Antoine-François Prévost
Histoire du chevalier Des Grieux et de Manon Lescaut
Amsterdam [Paris], aux dépens de la Compagnie [François Didot], 1753 – 2 vol. in-12
BNF, Réserve des livres rares, Rés. Y2. 3278-3279, t. II, p. 241
© Blbliothèque nationale de France
Dès sa parution en 1731, comme tome VII des Mémoires et aventures d’un homme de qualité, le roman de l’abbé Prévost (1697-1763) fut jugé immoral et frappé par la censure. Les deux héros, malgré leurs actes fort contestables, apparaissent comme les victimes d’une société corrompue, et ont pour eux l’excuse de l’âge et de leur amour qui à la fin sanctifie Manon.

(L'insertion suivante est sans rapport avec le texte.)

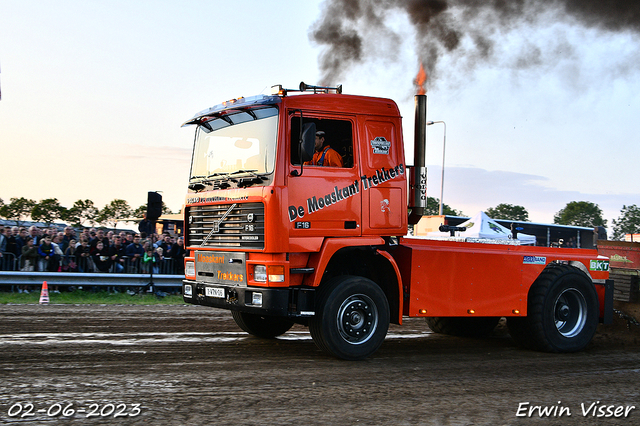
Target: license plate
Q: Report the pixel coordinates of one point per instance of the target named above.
(214, 292)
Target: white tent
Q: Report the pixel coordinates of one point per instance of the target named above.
(482, 226)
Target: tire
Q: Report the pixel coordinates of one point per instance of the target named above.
(563, 312)
(352, 318)
(263, 326)
(463, 326)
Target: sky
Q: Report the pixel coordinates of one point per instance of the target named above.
(94, 94)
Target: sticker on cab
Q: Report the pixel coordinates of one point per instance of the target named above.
(599, 265)
(534, 260)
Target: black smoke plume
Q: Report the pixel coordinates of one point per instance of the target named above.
(468, 32)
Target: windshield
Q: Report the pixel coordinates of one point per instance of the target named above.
(236, 142)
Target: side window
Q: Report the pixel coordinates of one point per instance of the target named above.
(338, 135)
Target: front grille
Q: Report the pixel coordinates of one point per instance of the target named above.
(242, 226)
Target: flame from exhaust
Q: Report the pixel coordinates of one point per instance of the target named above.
(421, 80)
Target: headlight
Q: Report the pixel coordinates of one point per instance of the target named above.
(256, 299)
(276, 273)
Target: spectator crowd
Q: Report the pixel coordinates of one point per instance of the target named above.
(93, 250)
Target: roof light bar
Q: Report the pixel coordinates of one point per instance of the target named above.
(280, 91)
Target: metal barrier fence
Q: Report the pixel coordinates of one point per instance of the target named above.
(16, 278)
(82, 264)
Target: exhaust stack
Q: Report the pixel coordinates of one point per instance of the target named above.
(418, 177)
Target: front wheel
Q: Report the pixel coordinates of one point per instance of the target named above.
(264, 326)
(562, 312)
(352, 318)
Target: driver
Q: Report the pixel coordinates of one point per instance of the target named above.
(324, 155)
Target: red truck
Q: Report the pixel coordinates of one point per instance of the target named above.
(278, 241)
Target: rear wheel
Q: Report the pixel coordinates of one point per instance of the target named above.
(264, 326)
(352, 318)
(562, 312)
(463, 326)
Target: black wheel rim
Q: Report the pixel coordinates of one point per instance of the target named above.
(570, 312)
(357, 319)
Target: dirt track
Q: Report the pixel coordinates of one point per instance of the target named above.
(191, 365)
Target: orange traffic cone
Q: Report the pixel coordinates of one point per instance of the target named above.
(44, 294)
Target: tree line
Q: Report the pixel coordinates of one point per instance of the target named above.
(575, 213)
(82, 213)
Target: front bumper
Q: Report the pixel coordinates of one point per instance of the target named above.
(290, 302)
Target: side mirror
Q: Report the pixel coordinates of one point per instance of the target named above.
(307, 141)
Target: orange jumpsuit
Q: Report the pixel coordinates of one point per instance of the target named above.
(327, 157)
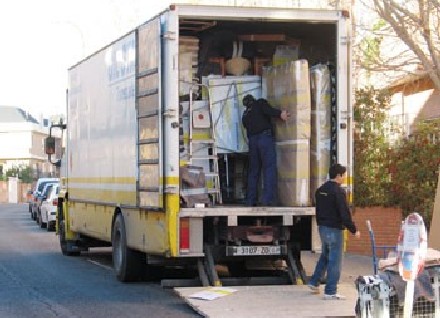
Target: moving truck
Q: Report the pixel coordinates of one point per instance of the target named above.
(155, 160)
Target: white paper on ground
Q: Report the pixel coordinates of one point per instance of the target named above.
(213, 293)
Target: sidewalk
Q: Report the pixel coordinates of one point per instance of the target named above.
(288, 300)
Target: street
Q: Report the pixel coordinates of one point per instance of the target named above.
(36, 280)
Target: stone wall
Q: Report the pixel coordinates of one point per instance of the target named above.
(22, 191)
(385, 223)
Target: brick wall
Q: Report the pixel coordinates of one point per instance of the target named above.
(385, 223)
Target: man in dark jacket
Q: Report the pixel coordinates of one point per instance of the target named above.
(262, 156)
(332, 216)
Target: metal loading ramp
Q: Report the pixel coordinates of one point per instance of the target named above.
(272, 301)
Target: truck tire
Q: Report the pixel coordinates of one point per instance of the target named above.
(127, 263)
(65, 248)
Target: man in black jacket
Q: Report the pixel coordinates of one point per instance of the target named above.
(262, 156)
(332, 217)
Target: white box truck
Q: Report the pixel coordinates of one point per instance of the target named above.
(155, 158)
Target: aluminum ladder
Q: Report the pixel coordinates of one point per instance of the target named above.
(210, 143)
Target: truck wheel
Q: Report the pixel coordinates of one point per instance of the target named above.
(127, 263)
(63, 242)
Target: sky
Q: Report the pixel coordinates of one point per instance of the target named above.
(41, 39)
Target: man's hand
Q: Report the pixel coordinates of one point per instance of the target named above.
(284, 115)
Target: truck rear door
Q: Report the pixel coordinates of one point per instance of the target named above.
(149, 115)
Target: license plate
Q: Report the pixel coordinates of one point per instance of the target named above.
(256, 250)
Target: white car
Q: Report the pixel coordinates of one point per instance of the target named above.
(33, 204)
(48, 208)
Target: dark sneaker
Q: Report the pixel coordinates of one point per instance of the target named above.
(334, 297)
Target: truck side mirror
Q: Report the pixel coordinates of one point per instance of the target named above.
(49, 145)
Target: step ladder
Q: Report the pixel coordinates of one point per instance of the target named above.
(206, 124)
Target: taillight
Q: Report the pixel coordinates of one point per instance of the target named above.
(184, 235)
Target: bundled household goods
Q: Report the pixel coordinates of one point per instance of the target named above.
(288, 87)
(188, 57)
(321, 125)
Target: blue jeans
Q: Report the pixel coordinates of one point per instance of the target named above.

Prévost présente son œuvre comme un traité de morale s’appuyant sur "un exemple terrible de la force des passions". L’auteur parle en connaissance de cause et sa jeunesse tumultueuse n’est pas sans rappeler celle du chevalier Des Grieux. Comme lui, Prévost est un moine fugitif, contraint à l’exil. Réfugié en Hollande, puis en Angleterre, il devient le précepteur du fils de Sir John Eyles, lord-maire de la ville de Londres. Mais une affaire de cœur avec la fille de ce dernier l’oblige à regagner la Hollande, où il s’enflamme pour une certaine Lenki, qui le ruine. Aux abois, il retourne à Londres et finit en prison pour avoir fabriqué un faux billet à ordre au nom de son ancien élève. L’âge et les épreuves lui feront retrouver raison. Après un accueil mitigé au XVIIIe siècle, Manon connut son heure de gloire à l’époque romantique pour devenir un véritable mythe. C’est le texte de cette première édition illustrée par Pasquier et Gravelot, revu et augmenté par l’auteur, qui est passé à la postérité.